Once I’ve outlined a story, or at least have a good idea of what it is, where it’s going, and how it might begin…I still do almost anything not to sit down and face it. Because at that stage I don’t know what anything looks like or how people sound or even the tone I’m going to strike—at least not until I’m about twenty pages in—and because the possibilities are infinite, I get completely paralyzed.

Of course, all it takes to get through this is to get through it. Writing is all about momentum, so if I start writing something, anything, that usually gets things rolling. But, man, that first sentence is always the hardest.

I use a variation on the Pomodoro Technique, which has been enormously helpful. There are two timer widgets on my MacBook’s dashboard—one set for twenty-five minutes, and the other set for six—and once the first one starts, that’s work time. Doesn’t matter what gets done in that time block, only that I’m focused and working without distraction (no Internet, no email, etc.).

Once the chime sounds, I hit the second timer—that’s my break. Six minutes. I walk around, refill the water glass, play with the dog, do some push-ups, strum the guitar…anything to give my brain a little breather. Once that six minute bell sounds, I’m back at the desk for another twenty-five. Six. Twenty-five. Six. Rinse. Lather. Repeat.

Instead of worrying about how many pages I need to do to hit my deadline, or anything else relating to a task’s enormity that might shut me down, I’m only obligated to those twenty-five minutes. Which is nothing! I tell myself that if all I accomplish that day is working through a single time block, I don’t have to feel guilty. Rarely do I stop at one, though; twenty-five minutes is usually all it takes to get the engines humming and then I’m good for the rest of the night. The timer’s counting down right now, in fact!

What piece of creative advice would you give to a younger you if you could?

I’d say, “You’re going to be terrible at this for a long time, and that’s okay. Putting in the hours and cranking out the pages is more important than waiting until something’s ready before you start writing it. The real magic is in rewriting, but you can’t fix something if it doesn’t exist.”

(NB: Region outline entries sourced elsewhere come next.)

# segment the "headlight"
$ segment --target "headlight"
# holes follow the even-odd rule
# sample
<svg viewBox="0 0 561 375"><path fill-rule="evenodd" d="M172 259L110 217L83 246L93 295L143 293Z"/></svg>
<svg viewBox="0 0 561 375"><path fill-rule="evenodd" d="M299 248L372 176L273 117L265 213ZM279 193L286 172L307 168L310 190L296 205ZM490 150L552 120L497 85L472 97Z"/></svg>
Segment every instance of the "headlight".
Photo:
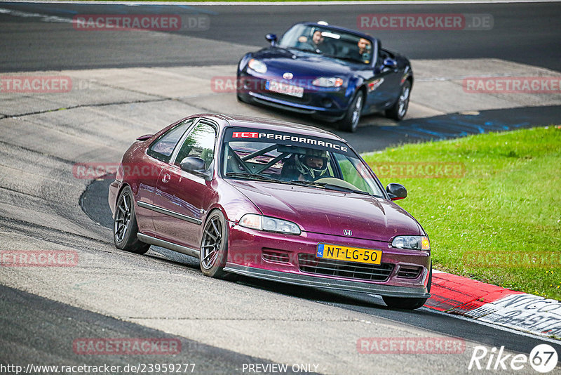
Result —
<svg viewBox="0 0 561 375"><path fill-rule="evenodd" d="M259 60L255 60L255 58L250 60L248 66L257 73L264 74L266 73L267 71L267 66Z"/></svg>
<svg viewBox="0 0 561 375"><path fill-rule="evenodd" d="M314 79L311 84L320 87L341 87L343 86L343 79L336 77L320 77Z"/></svg>
<svg viewBox="0 0 561 375"><path fill-rule="evenodd" d="M424 236L398 236L391 242L391 246L398 249L431 249L428 238Z"/></svg>
<svg viewBox="0 0 561 375"><path fill-rule="evenodd" d="M276 232L288 235L299 235L302 233L300 228L292 221L269 216L262 216L255 213L246 213L242 216L241 220L240 220L240 225L257 230Z"/></svg>

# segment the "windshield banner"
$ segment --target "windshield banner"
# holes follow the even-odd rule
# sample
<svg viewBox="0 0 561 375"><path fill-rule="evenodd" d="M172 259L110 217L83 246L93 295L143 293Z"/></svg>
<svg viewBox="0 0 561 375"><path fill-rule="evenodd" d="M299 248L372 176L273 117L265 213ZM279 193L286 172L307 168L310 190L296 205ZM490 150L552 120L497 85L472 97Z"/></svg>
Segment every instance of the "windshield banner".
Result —
<svg viewBox="0 0 561 375"><path fill-rule="evenodd" d="M273 130L252 129L248 128L229 128L226 129L224 142L263 142L295 147L302 147L330 151L356 157L349 146L336 140L325 139L313 136L285 133Z"/></svg>

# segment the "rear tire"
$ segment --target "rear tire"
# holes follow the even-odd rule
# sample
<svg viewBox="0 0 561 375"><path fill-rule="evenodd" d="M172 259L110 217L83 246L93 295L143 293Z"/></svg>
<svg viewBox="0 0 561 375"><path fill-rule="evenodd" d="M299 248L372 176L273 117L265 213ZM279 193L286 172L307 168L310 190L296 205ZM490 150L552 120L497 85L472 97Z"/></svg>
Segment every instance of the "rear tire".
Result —
<svg viewBox="0 0 561 375"><path fill-rule="evenodd" d="M358 127L358 121L360 121L360 112L363 110L363 103L364 93L359 90L354 98L351 101L345 117L339 121L339 130L350 131L351 133L356 131Z"/></svg>
<svg viewBox="0 0 561 375"><path fill-rule="evenodd" d="M407 112L409 99L411 97L411 81L407 79L401 86L399 98L392 107L386 110L386 116L394 120L401 121Z"/></svg>
<svg viewBox="0 0 561 375"><path fill-rule="evenodd" d="M133 190L126 186L119 194L113 223L113 242L115 247L137 254L144 254L150 248L137 237L138 225L135 213Z"/></svg>
<svg viewBox="0 0 561 375"><path fill-rule="evenodd" d="M431 271L428 273L428 283L426 289L430 293L431 285L433 282L433 265L431 264ZM415 310L425 304L428 298L404 298L401 297L386 297L382 296L384 302L388 307L392 308L400 308L403 310Z"/></svg>
<svg viewBox="0 0 561 375"><path fill-rule="evenodd" d="M228 227L224 214L215 210L208 216L201 241L199 265L205 276L235 281L237 275L224 270L228 258Z"/></svg>

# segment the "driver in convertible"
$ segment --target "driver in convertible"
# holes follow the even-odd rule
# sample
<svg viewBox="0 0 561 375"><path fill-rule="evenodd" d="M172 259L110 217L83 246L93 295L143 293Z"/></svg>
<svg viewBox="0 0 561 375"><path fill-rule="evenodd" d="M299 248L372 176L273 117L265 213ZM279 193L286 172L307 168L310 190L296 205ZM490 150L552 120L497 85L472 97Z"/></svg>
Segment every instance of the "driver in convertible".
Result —
<svg viewBox="0 0 561 375"><path fill-rule="evenodd" d="M320 30L314 31L311 39L305 35L301 36L298 38L298 42L297 47L299 48L311 49L327 55L332 55L334 53L333 46L330 44L329 42L325 42L325 37L322 35Z"/></svg>
<svg viewBox="0 0 561 375"><path fill-rule="evenodd" d="M329 177L326 151L309 148L305 154L294 154L283 166L281 178L287 180L315 181Z"/></svg>

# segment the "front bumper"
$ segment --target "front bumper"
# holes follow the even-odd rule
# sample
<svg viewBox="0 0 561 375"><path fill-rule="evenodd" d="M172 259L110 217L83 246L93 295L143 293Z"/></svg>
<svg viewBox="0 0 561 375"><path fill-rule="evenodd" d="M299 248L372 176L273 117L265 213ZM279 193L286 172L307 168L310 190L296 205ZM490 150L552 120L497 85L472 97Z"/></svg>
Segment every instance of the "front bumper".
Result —
<svg viewBox="0 0 561 375"><path fill-rule="evenodd" d="M225 271L263 279L266 280L284 282L303 287L316 287L327 289L344 290L379 294L390 297L404 298L428 298L431 294L426 292L426 288L411 288L406 287L395 287L392 285L379 285L360 282L351 282L342 279L331 279L307 275L285 273L279 271L271 271L253 267L245 267L238 264L227 263Z"/></svg>
<svg viewBox="0 0 561 375"><path fill-rule="evenodd" d="M258 77L243 72L238 77L238 95L245 101L334 119L345 115L352 98L352 96L349 95L344 88L312 87L309 83L304 85L304 93L302 98L278 93L265 88L268 80L296 83L296 86L299 86L297 78L293 79L294 82L292 82L280 77ZM309 79L306 80L306 82L308 81Z"/></svg>
<svg viewBox="0 0 561 375"><path fill-rule="evenodd" d="M428 298L427 284L431 268L428 251L392 248L387 242L342 236L302 232L300 235L262 232L229 223L228 261L224 270L287 284L339 289L381 296L403 298ZM326 275L309 271L302 257L316 258L318 244L336 244L351 247L382 251L381 266L391 266L387 277L376 281L349 276L346 271ZM275 258L271 254L280 254ZM338 263L342 270L348 262ZM365 263L353 264L365 266ZM366 265L367 267L369 265ZM381 267L380 266L380 267ZM373 268L377 266L373 265ZM404 277L405 268L416 267L418 275ZM373 271L377 272L377 271Z"/></svg>

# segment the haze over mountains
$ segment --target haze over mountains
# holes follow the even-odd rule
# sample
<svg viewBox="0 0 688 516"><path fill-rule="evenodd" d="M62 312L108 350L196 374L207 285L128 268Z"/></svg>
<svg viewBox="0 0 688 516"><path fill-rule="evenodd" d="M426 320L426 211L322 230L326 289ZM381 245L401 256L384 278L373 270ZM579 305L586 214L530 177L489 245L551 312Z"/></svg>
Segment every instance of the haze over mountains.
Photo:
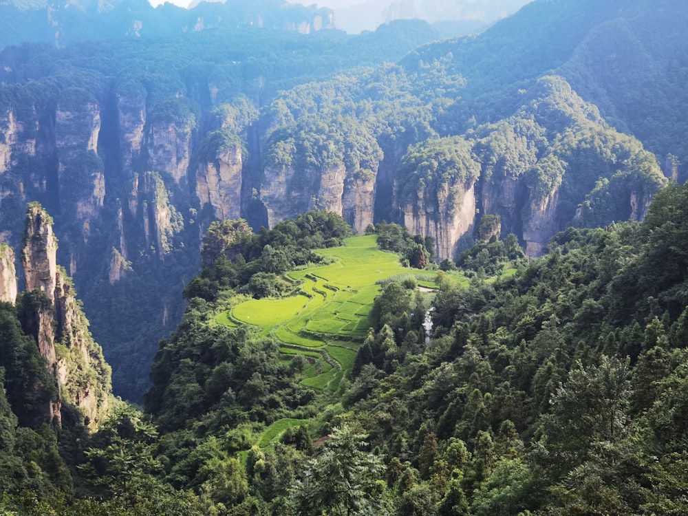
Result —
<svg viewBox="0 0 688 516"><path fill-rule="evenodd" d="M515 6L0 5L0 513L685 513L688 8Z"/></svg>

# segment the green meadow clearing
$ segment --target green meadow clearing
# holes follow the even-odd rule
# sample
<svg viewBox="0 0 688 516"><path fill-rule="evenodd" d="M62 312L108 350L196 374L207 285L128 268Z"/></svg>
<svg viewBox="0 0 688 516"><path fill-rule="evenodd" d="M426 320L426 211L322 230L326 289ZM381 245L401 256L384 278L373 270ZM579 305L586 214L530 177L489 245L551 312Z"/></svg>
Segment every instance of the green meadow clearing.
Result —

I wasted my twenties being insecure, knowing I had good work inside me but too anxious to write anything until I’d solved every story problem in my mind, and then locking up when I saw that what I produced was of amateur quality. Which is what almost everyone goes through in the beginning, but I thought it meant there was no hope of this dream ever happening, and I lost a lot of time that could’ve been spent getting the crap out of my system. Because it has to come out sooner or later.

Still, we’re all on our own paths, right? I’m where I’m at because it’s where I’m supposed to be.

What are you working on right now?

My current miniseries with Dark Horse—R.I.P.D. City of the Damned—just wrapped up, and I have a couple of stories coming up in Dark Horse’s Free Comic Book Day 2013 offerings.

Beyond that, I’m building a handful of original creator-owned projects with some really talented artists. Some crazy, go-anywhere, do-anything science fiction stories with a lot of heart, a retro Spy-Fi tale set in the ’60s, and a horror story about a boy and his ghost. On all of those, I’m still staring down that dreaded first sentence, so we’ll see what kind of a deal I can make with myself to keep me in my chair.